Et quant aux excès et voies de fait qui seront commis par les esclaves contre les personnes libres, voulons qu’ils soient sévèrement punis, même de mort le cas échéant.

Article 35

 Les vols qualifiés, même ceux des chevaux, juments, mulets, boeufs et vaches qui auront été faits par les esclaves, ou par les affranchis seront punis de peines corporelles, et même de mort si le cas le requiert.

Article 36

 Les vols de moutons, chèvres, cochons, volailles, canne à sucre, pois, mil, manioc ou autres légumes faits par les esclaves, seront punis selon la quantité du vol, par les jugés qui pourront le cas échéant les condamner à être battus de verges par l’exécuteur de la haute justice, et même marqués d’une fleur de lis.

Article 37

 Les maîtres seront tenus en cas vol ou d’autre dommage causé par leurs esclaves, outré la peine corporelle des esclaves, de réparer le tort en leur nom, s’ils n’aiment pas mieux abandonner l’esclave à celui auquel le tort a été fait.

Ce qu’ils seront tenus d’opter dans les trois .jours, à compter du jour de la condamnation, autrement ils seront déchus.

Article 38

 L’esclave fugitif qui aura été en fuite pendant un mois à compter du jour que son maître l’aura dénoncé en justice, aura les oreilles coupées et sera marqué d’une fleur de lis sur une épaule.

Et s’il récidive une autre fois à compter pareillement du jour de la dénonciation, aura le jarret coupé et il sera marqué d’une fleur de lis sur I’ autre épaule.

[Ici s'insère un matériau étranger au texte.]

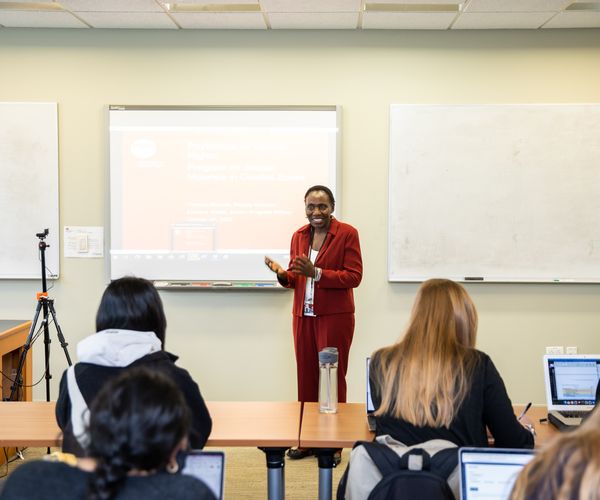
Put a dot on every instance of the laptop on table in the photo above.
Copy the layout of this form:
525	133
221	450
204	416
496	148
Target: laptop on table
490	473
571	382
208	467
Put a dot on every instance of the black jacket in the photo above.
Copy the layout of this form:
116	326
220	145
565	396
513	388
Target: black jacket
90	378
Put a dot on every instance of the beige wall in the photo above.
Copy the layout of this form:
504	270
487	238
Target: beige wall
238	345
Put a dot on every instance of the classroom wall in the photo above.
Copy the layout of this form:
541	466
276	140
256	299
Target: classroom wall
238	345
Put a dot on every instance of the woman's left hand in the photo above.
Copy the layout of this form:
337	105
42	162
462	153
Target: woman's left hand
303	265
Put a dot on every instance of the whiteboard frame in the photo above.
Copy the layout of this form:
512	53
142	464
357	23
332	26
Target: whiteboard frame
40	152
461	277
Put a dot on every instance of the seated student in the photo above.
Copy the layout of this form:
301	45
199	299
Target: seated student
434	384
567	468
131	328
139	421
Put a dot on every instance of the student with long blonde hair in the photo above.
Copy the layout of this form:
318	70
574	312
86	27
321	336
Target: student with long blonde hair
434	384
567	468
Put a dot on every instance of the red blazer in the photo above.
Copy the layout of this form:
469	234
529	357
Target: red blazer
341	262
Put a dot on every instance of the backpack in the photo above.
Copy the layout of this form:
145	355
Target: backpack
388	469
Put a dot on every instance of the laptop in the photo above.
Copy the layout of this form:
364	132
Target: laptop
490	473
208	466
571	381
370	406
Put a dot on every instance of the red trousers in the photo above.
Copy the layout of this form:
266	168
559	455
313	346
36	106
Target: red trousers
311	335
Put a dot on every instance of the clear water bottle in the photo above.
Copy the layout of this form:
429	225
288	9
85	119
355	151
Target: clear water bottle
328	360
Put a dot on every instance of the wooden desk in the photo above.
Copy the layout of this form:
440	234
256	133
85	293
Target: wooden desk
29	424
272	426
254	423
13	334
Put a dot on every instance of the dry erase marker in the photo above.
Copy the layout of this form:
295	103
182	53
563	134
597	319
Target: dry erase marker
524	411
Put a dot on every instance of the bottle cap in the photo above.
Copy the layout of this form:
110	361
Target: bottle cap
328	355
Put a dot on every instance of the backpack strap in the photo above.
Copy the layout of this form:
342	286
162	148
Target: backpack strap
444	462
416	459
384	458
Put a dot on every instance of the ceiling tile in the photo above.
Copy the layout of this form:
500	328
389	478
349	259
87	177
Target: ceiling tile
405	20
516	5
574	19
310	5
220	20
38	19
502	20
323	20
111	5
124	20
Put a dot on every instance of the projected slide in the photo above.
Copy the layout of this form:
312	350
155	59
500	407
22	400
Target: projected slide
204	194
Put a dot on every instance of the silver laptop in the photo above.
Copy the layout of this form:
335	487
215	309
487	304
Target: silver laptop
208	466
571	381
490	473
370	406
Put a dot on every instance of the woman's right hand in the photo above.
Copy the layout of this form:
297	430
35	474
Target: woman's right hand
275	267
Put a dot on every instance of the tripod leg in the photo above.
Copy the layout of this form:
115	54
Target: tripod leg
59	334
18	381
47	342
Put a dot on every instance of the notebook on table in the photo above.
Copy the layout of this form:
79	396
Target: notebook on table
370	406
208	466
571	382
490	473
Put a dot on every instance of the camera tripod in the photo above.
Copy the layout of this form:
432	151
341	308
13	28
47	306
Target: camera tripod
46	306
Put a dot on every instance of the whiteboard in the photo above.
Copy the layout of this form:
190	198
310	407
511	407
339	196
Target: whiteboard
494	192
28	188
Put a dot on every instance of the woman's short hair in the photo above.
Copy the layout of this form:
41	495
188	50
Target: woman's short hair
325	189
567	467
137	420
425	377
132	303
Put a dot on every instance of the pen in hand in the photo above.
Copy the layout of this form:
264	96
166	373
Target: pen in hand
524	411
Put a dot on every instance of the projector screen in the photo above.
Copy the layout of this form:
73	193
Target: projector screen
199	195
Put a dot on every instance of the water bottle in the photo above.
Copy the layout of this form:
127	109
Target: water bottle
328	359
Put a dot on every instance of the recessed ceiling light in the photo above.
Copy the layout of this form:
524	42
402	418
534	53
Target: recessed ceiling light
212	7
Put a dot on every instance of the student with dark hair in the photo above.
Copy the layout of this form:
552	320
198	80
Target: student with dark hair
130	328
139	421
567	468
325	266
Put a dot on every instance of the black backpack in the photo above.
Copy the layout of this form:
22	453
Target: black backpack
415	474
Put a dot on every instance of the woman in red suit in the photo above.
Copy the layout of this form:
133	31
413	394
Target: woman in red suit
325	265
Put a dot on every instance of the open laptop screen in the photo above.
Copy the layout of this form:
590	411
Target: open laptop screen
571	381
490	473
208	466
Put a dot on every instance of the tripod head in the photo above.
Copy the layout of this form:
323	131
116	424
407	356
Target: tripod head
42	245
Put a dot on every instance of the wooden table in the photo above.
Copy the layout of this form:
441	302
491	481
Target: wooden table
272	426
341	430
29	424
13	334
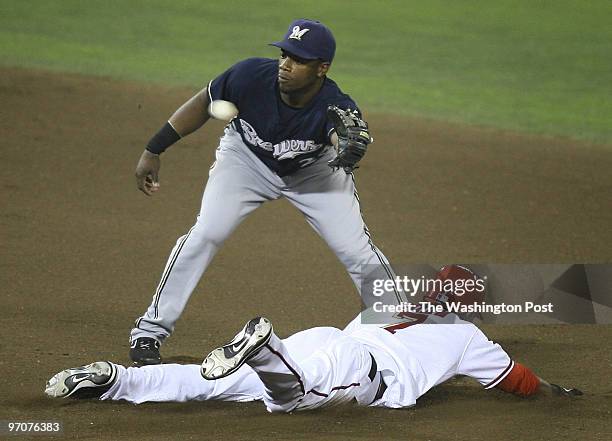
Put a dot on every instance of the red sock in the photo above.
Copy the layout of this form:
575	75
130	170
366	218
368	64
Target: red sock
520	381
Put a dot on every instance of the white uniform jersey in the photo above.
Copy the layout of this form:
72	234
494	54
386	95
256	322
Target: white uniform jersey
416	352
326	366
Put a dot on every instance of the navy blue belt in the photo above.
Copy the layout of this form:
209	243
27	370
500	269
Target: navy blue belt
382	387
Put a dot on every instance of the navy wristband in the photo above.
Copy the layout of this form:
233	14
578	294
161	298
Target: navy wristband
163	139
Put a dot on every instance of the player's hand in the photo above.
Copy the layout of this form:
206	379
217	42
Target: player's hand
147	173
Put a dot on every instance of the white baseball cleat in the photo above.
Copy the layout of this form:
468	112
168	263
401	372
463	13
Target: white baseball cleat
82	382
227	359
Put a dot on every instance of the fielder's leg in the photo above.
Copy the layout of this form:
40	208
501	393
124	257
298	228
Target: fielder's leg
234	190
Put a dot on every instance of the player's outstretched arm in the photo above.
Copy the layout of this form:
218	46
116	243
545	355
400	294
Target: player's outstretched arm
187	119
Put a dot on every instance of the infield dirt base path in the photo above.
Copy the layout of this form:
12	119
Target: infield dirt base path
83	249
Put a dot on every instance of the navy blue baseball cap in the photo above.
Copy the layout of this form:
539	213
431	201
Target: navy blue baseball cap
308	39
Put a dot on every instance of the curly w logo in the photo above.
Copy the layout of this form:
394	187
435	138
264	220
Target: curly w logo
297	33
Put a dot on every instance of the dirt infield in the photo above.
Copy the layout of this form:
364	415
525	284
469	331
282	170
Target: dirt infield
82	251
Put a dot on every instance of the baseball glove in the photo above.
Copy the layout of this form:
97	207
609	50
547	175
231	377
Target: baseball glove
353	138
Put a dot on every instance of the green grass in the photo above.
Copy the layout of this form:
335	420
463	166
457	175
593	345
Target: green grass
535	66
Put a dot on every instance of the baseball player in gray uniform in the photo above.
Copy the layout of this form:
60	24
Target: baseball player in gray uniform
280	144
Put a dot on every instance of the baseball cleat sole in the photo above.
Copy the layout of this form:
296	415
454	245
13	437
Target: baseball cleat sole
227	359
82	382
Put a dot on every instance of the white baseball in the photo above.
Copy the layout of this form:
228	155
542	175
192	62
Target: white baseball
223	110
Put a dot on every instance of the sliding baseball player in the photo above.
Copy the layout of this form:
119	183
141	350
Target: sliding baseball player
389	365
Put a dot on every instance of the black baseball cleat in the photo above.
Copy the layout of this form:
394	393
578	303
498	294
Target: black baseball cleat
227	359
145	351
89	381
565	392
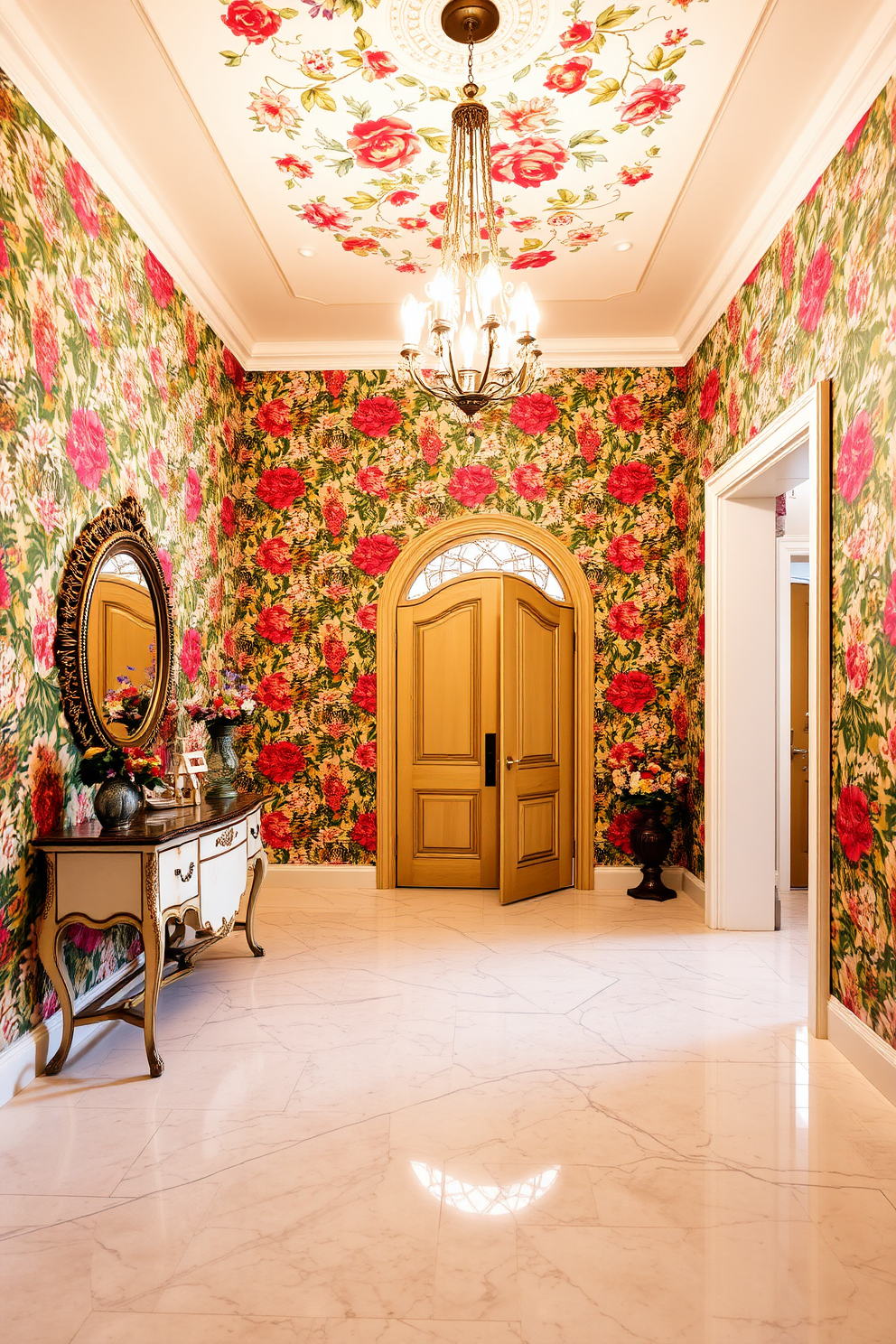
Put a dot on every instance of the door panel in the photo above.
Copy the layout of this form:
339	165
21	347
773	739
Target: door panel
798	734
448	702
537	742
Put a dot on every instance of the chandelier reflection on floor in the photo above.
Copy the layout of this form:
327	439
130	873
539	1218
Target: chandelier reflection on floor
477	332
485	1200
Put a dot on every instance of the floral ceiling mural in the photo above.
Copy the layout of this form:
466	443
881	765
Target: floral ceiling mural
575	128
821	304
341	470
110	383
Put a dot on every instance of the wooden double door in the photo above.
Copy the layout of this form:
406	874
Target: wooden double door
485	738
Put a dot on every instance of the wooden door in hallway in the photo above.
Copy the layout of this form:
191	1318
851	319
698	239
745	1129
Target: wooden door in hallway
537	742
798	734
484	677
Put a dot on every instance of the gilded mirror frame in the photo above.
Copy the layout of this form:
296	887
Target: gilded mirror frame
118	528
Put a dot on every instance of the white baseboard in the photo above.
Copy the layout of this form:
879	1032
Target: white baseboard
27	1057
330	875
333	876
621	876
863	1047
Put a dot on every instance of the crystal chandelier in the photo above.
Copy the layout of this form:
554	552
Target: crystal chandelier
477	332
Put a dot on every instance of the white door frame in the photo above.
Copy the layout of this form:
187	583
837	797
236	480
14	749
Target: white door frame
742	682
789	548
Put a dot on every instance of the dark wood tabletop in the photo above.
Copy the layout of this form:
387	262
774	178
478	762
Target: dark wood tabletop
151	826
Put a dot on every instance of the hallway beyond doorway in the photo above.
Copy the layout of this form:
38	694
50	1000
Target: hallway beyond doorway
426	1118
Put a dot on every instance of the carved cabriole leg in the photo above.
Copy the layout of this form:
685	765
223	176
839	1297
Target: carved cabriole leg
54	963
154	955
259	873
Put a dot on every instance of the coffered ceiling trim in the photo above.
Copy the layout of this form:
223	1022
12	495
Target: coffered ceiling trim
31	63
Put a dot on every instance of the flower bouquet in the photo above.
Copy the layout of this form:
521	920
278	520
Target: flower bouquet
229	708
126	703
121	773
650	785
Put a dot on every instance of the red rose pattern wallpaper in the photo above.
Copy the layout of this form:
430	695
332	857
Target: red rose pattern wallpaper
822	304
110	383
341	470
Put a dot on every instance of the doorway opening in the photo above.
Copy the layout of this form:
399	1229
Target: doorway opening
526	585
743	679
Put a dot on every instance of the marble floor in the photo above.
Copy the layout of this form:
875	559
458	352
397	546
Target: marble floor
424	1118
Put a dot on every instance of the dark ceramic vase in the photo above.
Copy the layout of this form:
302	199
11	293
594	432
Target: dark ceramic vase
223	763
650	845
116	803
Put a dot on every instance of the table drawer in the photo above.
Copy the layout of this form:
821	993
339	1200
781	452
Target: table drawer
222	882
254	834
223	839
179	873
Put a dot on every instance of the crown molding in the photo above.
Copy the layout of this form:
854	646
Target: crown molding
54	94
598	352
46	84
854	91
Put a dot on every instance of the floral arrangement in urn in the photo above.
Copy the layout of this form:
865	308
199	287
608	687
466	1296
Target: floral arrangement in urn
121	773
126	703
230	707
649	779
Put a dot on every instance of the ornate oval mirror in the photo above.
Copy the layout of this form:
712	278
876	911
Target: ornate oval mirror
115	632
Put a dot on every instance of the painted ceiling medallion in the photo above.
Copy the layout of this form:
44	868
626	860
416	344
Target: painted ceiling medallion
418	38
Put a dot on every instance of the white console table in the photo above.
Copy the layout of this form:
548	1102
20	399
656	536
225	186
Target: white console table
181	878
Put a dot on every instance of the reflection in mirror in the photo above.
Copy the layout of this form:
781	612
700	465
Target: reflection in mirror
123	645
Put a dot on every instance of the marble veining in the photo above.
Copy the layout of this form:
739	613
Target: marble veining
426	1118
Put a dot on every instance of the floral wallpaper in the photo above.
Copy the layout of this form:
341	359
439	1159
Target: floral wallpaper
360	141
110	383
822	304
341	470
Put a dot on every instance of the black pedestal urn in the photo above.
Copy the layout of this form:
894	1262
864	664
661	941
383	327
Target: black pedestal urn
650	845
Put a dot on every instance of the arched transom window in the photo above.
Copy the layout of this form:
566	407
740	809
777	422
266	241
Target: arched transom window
487	554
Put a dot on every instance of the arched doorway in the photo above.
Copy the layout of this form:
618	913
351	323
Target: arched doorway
402	575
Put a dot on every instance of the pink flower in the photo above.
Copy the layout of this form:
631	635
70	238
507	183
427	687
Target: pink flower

Et la troisième fois il sera puni de mort.

Article 39

 Les affranchis qui auront donné asile dans leurs maisons aux esclaves fugitifs seront condamnés par corps envers leurs maîtres en l’amende de trois cents livres de sucre pour chaque jour de rétention.

Et les autres personnes libres qui leur auront donné pareil asile, à dix livres tournois d’amende pour chaque jour de rétention.

Article 40

 L’esclave puni de mort sur la dénonciation de son maître, non complice du crime par lequel il aura été condamné, sera estimé avant l’exécution par deux principaux habitants de l’île qui seront nommés d’office par le juge, et le prix de l’estimation sera payé au maître.

Il sera imposé par l’intendant sur chaque tête des nègres payant droits, la somme portée par l’estimation, laquelle sera réclamée sur chacun des dits nègres, et recueillie par le fermier du domaine royal d’occident pour éviter les frais.